Sometimes this writing stuff is serious business. And sometimes, it’s finally realizing that yes, there is a difference between “emoji” vs. “emoticon.” One of these words somehow even feels a bit “old school” already. Weird, huh?
Is this a writing rule that your past grammar teachers would have been strict about? Probably not. Depending on your age, these words might not have even existed when you had grammar teachers, but with Y2K as my witness, it’s time to get this right.
- An “emoji” is a pictorial image or icon largely used in electronic communications to represent a feeling or to convey an idea in a way other than words, (e.g., 😍 or 📚).
- “An emoticon” is an image, frequently some version of a face, built out of the standard characters available on your keyboard, (e.g., ; ) or : – D ).

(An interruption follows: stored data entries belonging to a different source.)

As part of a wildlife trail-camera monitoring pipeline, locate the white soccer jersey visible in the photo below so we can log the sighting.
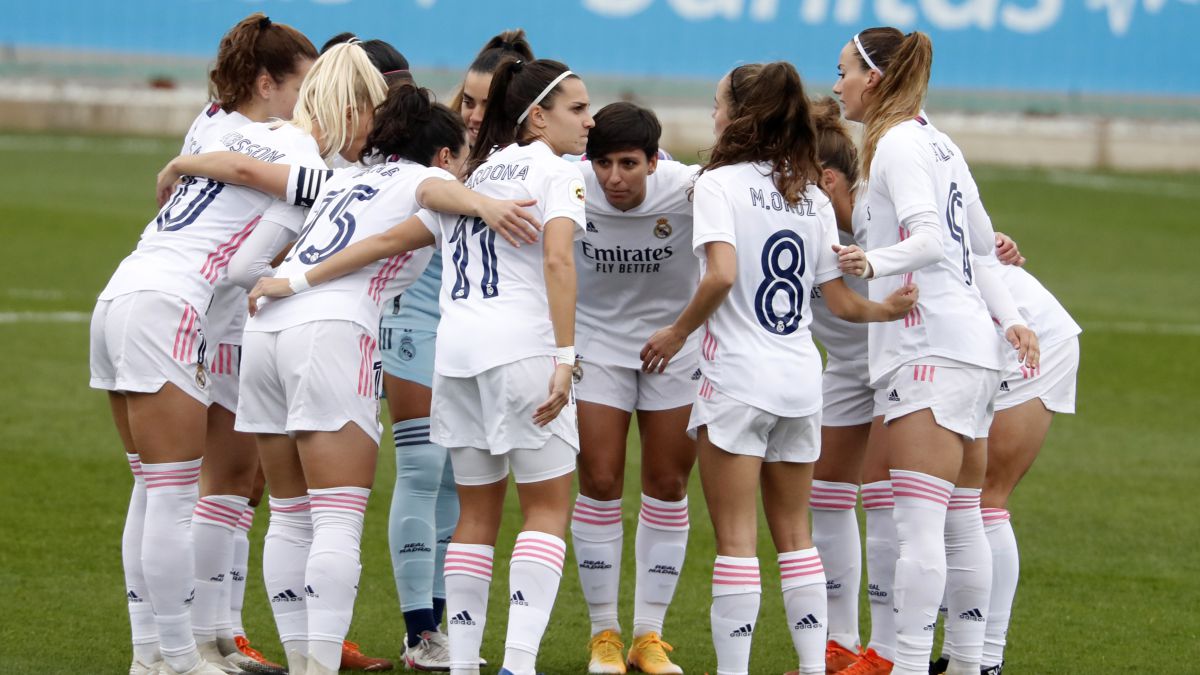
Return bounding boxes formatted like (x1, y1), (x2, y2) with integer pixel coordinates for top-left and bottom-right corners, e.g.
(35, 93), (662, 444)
(692, 164), (841, 417)
(975, 255), (1081, 348)
(99, 122), (319, 313)
(810, 227), (869, 364)
(181, 102), (248, 156)
(857, 116), (1003, 386)
(418, 140), (587, 378)
(249, 159), (445, 334)
(576, 160), (699, 368)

There’s a level of playfulness and informality with both emoji and emoticons, so please–important writing tip, folks!—don’t insert either emojis or emoticons into your academic essays or your business resumes. Does this need to be said? Yep, I’ve seen them both places. Please stop that. Seriously. You’re just not helping your own cause. When it comes to emails, there’s a time and a place, sure, but do practice knowing the difference.
Unsurprisingly, these are both modern words. “Emoticon” came into the English language first, a combination of “emotion” and “icon” that was first recorded in 1987. “Emoji” came directly from Japanese, with the “e” sound meaning “picture or drawing” and “moji” meaning “letter” or “character.” Emoji came to English in 1997.
Does your usage of “emoticon” accidentally mark you as not quite with the times? Perhaps. Just know there’s a difference between the two. It’s as simple as this:
Can you see the semicolon in the winky face or not?
Positive (emoticon) or negative (emoji), you have your answer. As for what to do with semicolons beyond winky faces, well… I’ve got a resource for you for that too.
Happy writing, everyone–no matter what form that might take for you!